My workplace came to experience the effect of domestic violence in a very personal way on October 26 when the director of one of our day care programs didn't report to work. We later found out that she had been murdered. The alleged perpetrator was her former boyfriend and father of her son. The feelings on our campus ranged from disbelief that something so horrific could happen; anger that the life of an energetic, vibrant young woman ended at age 26; guilt that we didn't see it coming and do something to prevent it; fear, given the realization that life is not a safe place, and sadness over the loss of a dear friend to many and the thought of a two year old boy who would now grow up without a mommy.
Tina may be remembered most for her big smile, her endless energy, her contagious laugh, her love for her little boy, and her deep faith in Christ. I thought a lot about what to say tonight that would honor Tina's memory. I decided the best way to honor Tina would be to tell you about the legacy she leaves in the son who survives her.
Leon is a beautiful two-year-old boy with a joyful disposition and a soft heart. He is very bright and incredibly articulate. He prefers candy to hot dogs, likes to make people laugh, and is equally nurturing to baby dolls and basketballs. Tina's good parenting is clearly evident in her son. Although she was with him only a short time, he will surely reap the benefits of his mother's love and tender care forever.

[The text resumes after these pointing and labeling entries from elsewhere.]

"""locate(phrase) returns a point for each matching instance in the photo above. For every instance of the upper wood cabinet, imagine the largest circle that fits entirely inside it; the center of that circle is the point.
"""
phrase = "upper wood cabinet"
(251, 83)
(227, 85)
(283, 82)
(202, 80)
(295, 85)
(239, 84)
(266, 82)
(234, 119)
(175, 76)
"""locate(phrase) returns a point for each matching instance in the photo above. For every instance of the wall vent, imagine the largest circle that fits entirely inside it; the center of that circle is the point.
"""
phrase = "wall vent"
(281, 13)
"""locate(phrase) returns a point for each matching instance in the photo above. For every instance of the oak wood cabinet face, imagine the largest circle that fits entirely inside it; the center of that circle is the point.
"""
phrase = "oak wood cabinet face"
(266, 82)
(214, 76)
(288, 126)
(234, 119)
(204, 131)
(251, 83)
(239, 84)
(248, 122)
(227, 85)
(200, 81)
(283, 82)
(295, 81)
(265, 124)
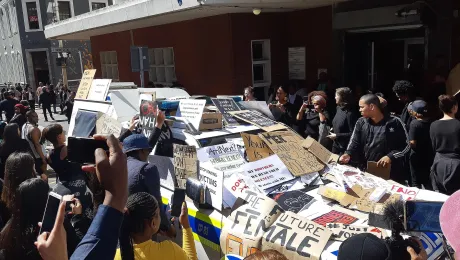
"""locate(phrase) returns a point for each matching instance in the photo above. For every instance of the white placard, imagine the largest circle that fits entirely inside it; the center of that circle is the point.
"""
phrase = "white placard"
(296, 58)
(213, 180)
(268, 172)
(99, 89)
(192, 109)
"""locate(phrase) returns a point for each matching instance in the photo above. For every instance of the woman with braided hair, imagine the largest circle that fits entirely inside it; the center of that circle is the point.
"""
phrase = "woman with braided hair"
(141, 222)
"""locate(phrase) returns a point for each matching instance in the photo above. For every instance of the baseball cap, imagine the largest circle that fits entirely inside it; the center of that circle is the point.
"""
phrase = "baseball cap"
(135, 142)
(449, 217)
(418, 106)
(363, 247)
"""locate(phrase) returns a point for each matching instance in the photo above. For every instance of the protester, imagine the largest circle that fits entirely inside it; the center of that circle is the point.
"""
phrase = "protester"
(421, 155)
(18, 236)
(68, 106)
(344, 120)
(249, 94)
(378, 138)
(39, 93)
(100, 242)
(142, 176)
(367, 246)
(32, 134)
(270, 254)
(445, 139)
(404, 92)
(310, 121)
(46, 99)
(12, 143)
(141, 222)
(19, 117)
(287, 110)
(19, 167)
(7, 106)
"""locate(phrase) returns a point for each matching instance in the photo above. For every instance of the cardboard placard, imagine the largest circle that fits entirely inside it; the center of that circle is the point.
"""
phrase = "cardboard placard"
(319, 151)
(224, 157)
(261, 224)
(226, 105)
(213, 180)
(287, 146)
(258, 120)
(99, 89)
(147, 116)
(256, 148)
(185, 163)
(85, 84)
(380, 172)
(106, 125)
(192, 110)
(268, 172)
(343, 231)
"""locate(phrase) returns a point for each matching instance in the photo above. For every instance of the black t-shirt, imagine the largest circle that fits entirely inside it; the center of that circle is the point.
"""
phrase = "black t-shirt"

I am honored to have the opportunity to share this time with you tonight, talk with you about Tina and about the issue of domestic violence. Clearly domestic violence seriously affects all of us—in the home, the workplace, and the community. I can't help wondering where do we go from here? The answer I came up with is that we come together to make it stop. We get informed and we get involved. We start a ripple affect that reverses the one I mentioned earlier, a ripple affect that teaches human beings the value of human beings, that protects victims, and provides access to help in the community and through the workplace.
My very wise wife frequently uses a statement that seems very appropriate to end with now. "When we stand alone, nothing changes. When we stand together, everything can."
When my husband told me what happened to Tina, he said "Please don't ever think that what you do doesn't matter. Maybe if we would have known better what we could have done at our workplace, Tina's situation may have had a different outcome. We know we can't save Tina now, but we can do something in her honor in hopes that we can help prevent this from happening to anyone else."
Please remember—what you do to prevent partner violence in your workplaces matters where it counts most—in changing people's lives. Thank you for being part of the "ripple effect" that works to end partner violence.